At first the explosions against the side of the Esperia were of indeterminate nature, since an observer from any other ship could have assumed a mine, as well as a torpedo, or perhaps bombs from a high flying airplane. A few minutes later, bombs dropped at about 1,000 meters to the left of the Esperia made everyone realize that the planes were after a submarine and that torpedoes had caused the explosions.
I then ordered the Oriani, Scirocco and Dezza to approach the area of the shipwreck and begin the rescue operations, while the Gioberti proceeded with the MAS to give hunt to the submarine, assisted later on by the Da Recco, which at first I had designated to accompany the convoy on the escape route.
At 12:00 three tugs and some motor-sail boats from Tripoli reached the place. Meantime, since the greater part of the shipwreck had been recovered by the units in the convoy, I ordered these units to direct for Tripoli in order to avoid further risks of attack by submarine, leaving in place the Dezza to protect the crafts from Marilibia (Italian Naval Command in Libya) .
Observations and proposals - the circumstances described in which the attack has taken place induce us to assume that the submarine executed a launch at a short distance, probably
utilizing hydrophones. It is possible that the enemy knew of the arrival of the convoy, since it had been attacked the previous evening by a submarine near Pantelleria with the launch
of two torpedoes... ".
The SS Marco Polo, and MV Neptunia and Oceania, as previously said, after the attack of the Unique, continued on to Tripoli entering port at 12:30 PM. They quickly carried out the disembarkation of men and materials and then the three cargo vessels left Tripoli at 5:00 PM of the 21st and reached Naples under the escort of the destroyers Vivaldi, Da Recco, Oriani, Gioberti, Scirocco."

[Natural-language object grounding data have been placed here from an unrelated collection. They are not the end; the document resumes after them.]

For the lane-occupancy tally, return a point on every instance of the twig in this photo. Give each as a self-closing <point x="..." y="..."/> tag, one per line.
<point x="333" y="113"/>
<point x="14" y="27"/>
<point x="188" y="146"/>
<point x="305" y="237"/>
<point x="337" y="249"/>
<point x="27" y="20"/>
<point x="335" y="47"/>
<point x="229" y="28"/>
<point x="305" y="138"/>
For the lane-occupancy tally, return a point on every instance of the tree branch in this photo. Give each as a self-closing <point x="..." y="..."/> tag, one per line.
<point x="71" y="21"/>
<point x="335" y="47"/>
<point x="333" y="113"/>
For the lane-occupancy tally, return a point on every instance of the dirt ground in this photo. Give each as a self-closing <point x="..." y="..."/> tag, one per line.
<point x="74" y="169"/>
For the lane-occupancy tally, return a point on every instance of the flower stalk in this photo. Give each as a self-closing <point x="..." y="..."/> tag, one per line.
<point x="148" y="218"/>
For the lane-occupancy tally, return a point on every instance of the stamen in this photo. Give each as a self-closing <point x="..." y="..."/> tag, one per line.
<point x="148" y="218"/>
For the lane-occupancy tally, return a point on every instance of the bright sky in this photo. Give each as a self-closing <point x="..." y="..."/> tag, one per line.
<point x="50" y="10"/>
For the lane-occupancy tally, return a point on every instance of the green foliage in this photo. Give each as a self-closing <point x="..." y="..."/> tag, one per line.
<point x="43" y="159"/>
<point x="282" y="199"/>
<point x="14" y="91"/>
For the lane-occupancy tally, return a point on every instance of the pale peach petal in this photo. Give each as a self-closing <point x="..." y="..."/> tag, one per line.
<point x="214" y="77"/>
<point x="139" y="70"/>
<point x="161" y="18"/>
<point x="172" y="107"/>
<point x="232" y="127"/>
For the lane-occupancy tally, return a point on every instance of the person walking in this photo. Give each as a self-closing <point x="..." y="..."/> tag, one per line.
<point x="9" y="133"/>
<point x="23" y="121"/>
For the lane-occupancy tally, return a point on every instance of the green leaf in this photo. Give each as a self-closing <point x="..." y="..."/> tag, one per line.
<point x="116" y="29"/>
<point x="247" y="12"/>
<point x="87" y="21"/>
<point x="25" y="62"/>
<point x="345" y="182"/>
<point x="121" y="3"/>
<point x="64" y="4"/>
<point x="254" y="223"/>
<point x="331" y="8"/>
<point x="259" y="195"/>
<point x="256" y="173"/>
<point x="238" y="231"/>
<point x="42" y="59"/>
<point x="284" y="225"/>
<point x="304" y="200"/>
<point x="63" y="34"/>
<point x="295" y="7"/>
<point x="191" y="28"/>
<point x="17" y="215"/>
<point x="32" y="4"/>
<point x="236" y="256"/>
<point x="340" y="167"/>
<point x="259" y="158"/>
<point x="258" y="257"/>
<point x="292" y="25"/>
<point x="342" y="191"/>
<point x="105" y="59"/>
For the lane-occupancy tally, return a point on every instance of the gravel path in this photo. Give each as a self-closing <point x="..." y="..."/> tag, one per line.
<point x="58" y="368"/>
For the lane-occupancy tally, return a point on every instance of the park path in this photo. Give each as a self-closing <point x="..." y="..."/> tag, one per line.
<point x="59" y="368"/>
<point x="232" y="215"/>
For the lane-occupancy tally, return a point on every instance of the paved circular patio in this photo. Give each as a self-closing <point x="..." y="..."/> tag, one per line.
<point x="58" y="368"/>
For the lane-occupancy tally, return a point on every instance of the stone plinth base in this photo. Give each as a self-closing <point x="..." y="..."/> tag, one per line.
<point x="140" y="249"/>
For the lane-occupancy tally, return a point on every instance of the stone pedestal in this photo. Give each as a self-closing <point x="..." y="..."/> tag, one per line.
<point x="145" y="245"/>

British Submarine " Unique "
|Builder:||Vickers Armstrong, Barrow-in-Furness|
|Laid down:||30 October 1939|
|Launched:||6 June 1940|
|Commissioned:||27 September 1940|
|Fate:||sunk around 10 October 1942|
Surfaced - 540 tons standard, 630 tons full load
Submerged - 730 tons
|Length:||58.22 m (191 feet)|
|Beam:||4.90 m (16 ft 1 in)|
|Draught:||4.62 m (15 ft 2 in)|
2 shaft diesel-electric
11.25 knots max surfaced
10 knots max submerged
4 bow internal 21 inch torpedo tubes, 2 external
1 - 3 inch gun
HMS Unique was a British U class submarine, of the second group of that class, built by Vickers Armstrong, Barrow-in-Furness. She was laid down on 30 October 1939 and was commissioned on 27 September 1940.
She spent most of her career operating in the Mediterranean from mid 1941 under the command of Captain Arthur Hezlet, where she sank the Italian passenger/cargo ship Fenicia and the Italian troop transport Esperia. She also damaged the Italian cargo ship Arsia, which was later declared a total loss. On 5 January 1942, she made an unsuccessful attack on the Italian battleship Littorio.
Unique left Holy Loch after a refit, for a patrol in the Bay of Biscay on 7 October 1942. She left her escort off the Scillies on the 9th. No more was seen or heard from her after that date. HMS Ursula was in the area on the 10th and reported hearing underwater explosions that led her to believe Unique was under attack although the Germans made no claims to her sinking. She was reported overdue on 24 October 1942 when she failed to arrive at Gibraltar.